Before all these criminal acts committed on Monday night and Tuesday, right at the time the vigilance was supposed to be at its most intense, there had been a sharp rise in the incidence of similar crimes including a robbery on a running bus in which women passengers were also sexually harassed, if not raped. Protests and outcries against the rising incidents of mugging, robbery, rape and murder ---evidently a steep deterioration of law and order situation---actually prompted the authorities to launch combined and coordinated drives in order to arrest the slide in social security and the widespread public apprehension. Students protesting the precipitous decline in social security held the Home Affairs Adviser responsible and demanded his resignation within 24 hours. Strangely, the adviser, emerging out of the core committee meeting, disappointed the nation by commenting, "I would say the law and order situation is satisfactory". He went further, "Minor incidents" always occur. Such statements sound like those of the people in power of the deposed regime. This is not expected of the man at the helm of home affairs under the interim government. There is no way of trivialising as serious a matter as the constant threat to lives of the citizens both at home and outside of it.
Not only his statement but also the two days' incidents of mugging and stabbing along with robbery are sure to send a wrong message to the public. If the first night's deployment of specialised units of the police ---the Dhaka Metropolitan Police, Rapid Action Battalion (RAB) and Anti-terrorism Unit --- on top of the Operation Devil Hunt, fails to have a deterrent effect on the criminal acts, it will strike further terror in the hearts of the people. Turning a blind eye by the administration to the rampant anarchy that was let loose by certain quarters in recent times is now reaping its poisonous harvest. Anti-social elements felt emboldened by the unrestrained aggression to go about their heinous business.

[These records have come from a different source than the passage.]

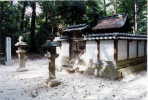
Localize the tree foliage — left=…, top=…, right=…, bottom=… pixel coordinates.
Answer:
left=0, top=0, right=146, bottom=53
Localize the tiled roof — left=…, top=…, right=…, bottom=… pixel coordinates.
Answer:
left=84, top=33, right=147, bottom=40
left=55, top=33, right=147, bottom=41
left=92, top=14, right=127, bottom=30
left=63, top=24, right=88, bottom=32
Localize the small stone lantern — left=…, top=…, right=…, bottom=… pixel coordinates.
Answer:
left=43, top=39, right=60, bottom=87
left=15, top=36, right=28, bottom=72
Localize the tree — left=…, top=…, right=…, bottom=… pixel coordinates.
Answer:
left=30, top=2, right=36, bottom=52
left=103, top=0, right=107, bottom=15
left=20, top=1, right=28, bottom=32
left=117, top=0, right=146, bottom=33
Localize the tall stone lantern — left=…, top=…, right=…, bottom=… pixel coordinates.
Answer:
left=15, top=36, right=28, bottom=72
left=42, top=39, right=60, bottom=87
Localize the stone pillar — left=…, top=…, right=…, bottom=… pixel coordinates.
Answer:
left=46, top=47, right=58, bottom=81
left=15, top=36, right=28, bottom=72
left=44, top=42, right=60, bottom=87
left=16, top=48, right=27, bottom=70
left=5, top=37, right=12, bottom=65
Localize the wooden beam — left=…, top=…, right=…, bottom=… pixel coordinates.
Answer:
left=114, top=39, right=118, bottom=62
left=127, top=40, right=129, bottom=59
left=144, top=40, right=147, bottom=56
left=69, top=40, right=72, bottom=59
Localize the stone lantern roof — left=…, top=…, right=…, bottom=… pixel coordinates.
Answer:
left=42, top=40, right=60, bottom=48
left=15, top=36, right=28, bottom=47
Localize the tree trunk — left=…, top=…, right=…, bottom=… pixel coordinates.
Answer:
left=103, top=0, right=106, bottom=16
left=0, top=2, right=4, bottom=33
left=45, top=11, right=48, bottom=24
left=113, top=0, right=117, bottom=14
left=51, top=27, right=54, bottom=35
left=0, top=3, right=4, bottom=50
left=20, top=2, right=27, bottom=32
left=30, top=2, right=36, bottom=52
left=134, top=0, right=138, bottom=33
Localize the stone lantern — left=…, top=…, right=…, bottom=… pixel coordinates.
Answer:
left=42, top=39, right=60, bottom=87
left=15, top=36, right=28, bottom=72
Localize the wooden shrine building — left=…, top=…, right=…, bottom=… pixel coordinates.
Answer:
left=55, top=14, right=147, bottom=79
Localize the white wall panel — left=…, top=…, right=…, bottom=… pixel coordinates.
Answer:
left=60, top=41, right=69, bottom=57
left=100, top=40, right=114, bottom=61
left=138, top=41, right=144, bottom=57
left=129, top=40, right=137, bottom=58
left=82, top=41, right=98, bottom=63
left=118, top=40, right=127, bottom=60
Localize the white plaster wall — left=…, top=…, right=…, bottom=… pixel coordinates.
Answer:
left=60, top=41, right=69, bottom=57
left=100, top=40, right=114, bottom=61
left=129, top=40, right=137, bottom=58
left=118, top=40, right=127, bottom=60
left=80, top=41, right=98, bottom=64
left=138, top=41, right=144, bottom=57
left=55, top=41, right=70, bottom=68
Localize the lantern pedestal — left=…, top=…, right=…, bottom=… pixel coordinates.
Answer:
left=15, top=36, right=28, bottom=72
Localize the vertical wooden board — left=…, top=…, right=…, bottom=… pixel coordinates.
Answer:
left=114, top=39, right=118, bottom=62
left=144, top=40, right=147, bottom=56
left=97, top=40, right=100, bottom=61
left=137, top=40, right=139, bottom=57
left=127, top=40, right=129, bottom=59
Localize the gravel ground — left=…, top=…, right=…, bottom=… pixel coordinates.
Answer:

Clearly, the elite forces must strike fast. The army is also on patrol duty. Therefore some discerning results of their combined and coordinated campaign against the criminals on the prowl should be on public display. As many members of the criminal gangs as possible must be holed out of their dens and put behind bars. The operation should continue as long as law and order situation improves to a level where security of life at home, business outlets, on roads or in public places is ensured.